Segundo Miranda, a divulgação
da suposta associação entre Collor e Macedo teria
sido feita para contornar um impasse entre a Igreja Universal e
os grupos Silvio Santos e Machado de Carvalho, antigos proprietários
da emissora.
A igreja, disse Miranda, corria o risco de
ter cancelado o contrato de compra da TV por não obter
uma carta de fiança de um banco: "Não
apresentando a carta, o negócio estaria desfeito".
"Foi aí que surgiu a idéia
de pedir ajuda ao presidente Collor, que já estava
eleito, mas não havia sido diplomado", disse
Miranda. A Universal, afirmou ele, havia apoiado o ex-presidente
durante a campanha eleitoral. Para Miranda, o apoio da Universal
foi determinante para a eleição de Collor.
"Ligamos para a Casa da Dinda e o
Alberto Haddad, que intermediou a venda da Record, falou com o
Cleto Falcão, explicou o problema e perguntou se o
presidente não poderia nos receber."
Falcão teria dito que sim e, no
mesmo dia, os líderes da Universal viajaram para Brasília,
segundo Miranda, onde foram recebidos por Collor na Casa da
Dinda.
Explicado o problema, Collor chamou
Rosane: "Ele pediu para ela chamar o Paulo César
Farias, que não tinha a fama de agora.

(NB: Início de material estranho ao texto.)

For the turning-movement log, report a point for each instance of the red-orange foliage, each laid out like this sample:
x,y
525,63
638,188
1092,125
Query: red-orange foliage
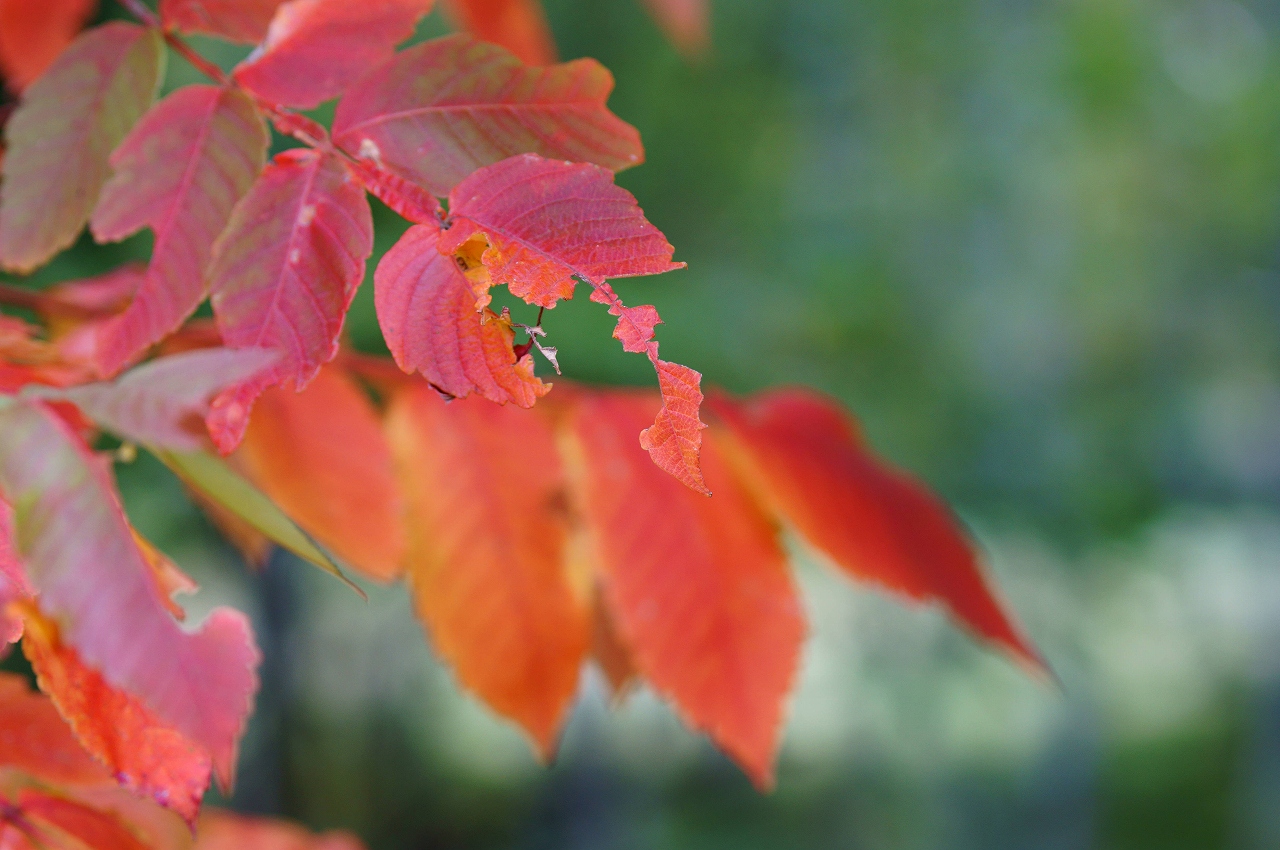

PC vestia uma
roupa simples, sandália, inclusive". Segundo ele,
Collor orientou PC a resolver o caso.
Três dias depois, numa reunião
entre a Universal e os antigos donos da Record, Paulo Machado de
Carvalho Filho teria alertado Silvio Santos sobre um telefonema
dado por PC a Guilherme Stoliar.
No telefonema, PC teria dito que Collor
era sócio de Edir Macedo na compra da emissora. Com a
informação, Silvio Santos teria concordado em
manter o negócio, sem a necessidade de um avalista.
Segundo Miranda, Macedo e Collor voltaram a se encontrar "várias
vezes" depois disso.
EUA vão receber
inquéritos
Publicado no Jornal Folha de São
Paulo em 30/12/95
O procurador-geral da República,
Geraldo Brindeiro, pretende enviar para o Departamento de Justiça
dos Estados Unidos todo o material das investigações
sobre o bispo Edir Macedo e outros dirigentes da Igreja
Universal.
Os inquéritos sobre evasão
de divisas, envolvimento com narcotráfico e sonegação
fiscal foram solicitados oficialmente anteontem à Polícia
Federal, que deve começar as investigações
em janeiro.
Para Brindeiro, as informações
apuradas no Brasil podem ajudar a descobrir eventuais crimes dos
dirigentes da Igreja Universal nos EUA. Deve ser anexada também
uma cópia da fita gravada pelo pastor dissidente Carlos
Magno e exibida pela Rede Globo.
A fita registra imagens que aconteceram em
um templo de Nova York. Os pastores aparecem rindo ao contar
dinheiro, e o bispo Macedo fala como arrecadar o máximo
possível dos fiéis.
Ontem, o vice-procurador-geral, Haroldo
Ferraz, recebeu do editor Luiz Fernando Emediato o livro "Nos
Bastidores do Reino", escrito pelo ex-pasto da Igreja
universal Mário Justino de Souza.
Emediato acredita que o livro, com a
circulação proibida em São Paulo pela Justiça,
pode ajudar nas investigações. O
vice-procurador-geral sugeriu que a editora Geração,
de Emediato, recorra ao Supremo Tribunal Federal para que a
circulação do livro seja liberada.
O livro foi lançado no dia 13 de
novembro e apreendido no dia 15 de dezembro.